In times of heightened emotion, suppressing thoughts can keep you raging. You need to process them thoroughly in order to return to neutral.
“Studies have shown that writing down thoughts and feelings is a cathartic exercise and reprocesses memories,” explains Professor Cropley. But don’t stew on them: “Once you’ve got it all out, rip it up and throw it away.”
Dr Hal Shorey, a psychologist at Widener University, Pennsylvania, says the golden rule to making up after an argument is to wait until you are both no longer upset before talking.
Get into the habit of switching off your phone after work or, at the very least, your emails. The daily bombardment of information from texts, emails and social media takes up neural resources and causes 'decision fatigue’ according to neuroscientist Daniel Levitin in his new book, The Organised Mind.

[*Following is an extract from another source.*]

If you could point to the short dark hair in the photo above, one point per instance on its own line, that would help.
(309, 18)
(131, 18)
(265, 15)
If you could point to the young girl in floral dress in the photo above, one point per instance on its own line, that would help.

Instead, he recommends checking emails in concerted clumps, just two or three times a day, rather than as they come in. Also, contrary to popular belief, jotting down midnight worries may be a stimulant, rather than a relaxant. “It’s a subconscious prompt to thinking about work, instead, he says, you need to learn how to 'park that thought’ – dedicate a strict ten minutes to thinking about something then agree to return to it the next day when you are calmer.” Also, if you often find you’re waking in the middle of the night worrying, it may be because you lay in bed worrying before you first drifted off so sleep so experts advise getting up and doing something else, in another room, until you’re feeling sleepy. This helps to keep negative thoughts out of the bedroom.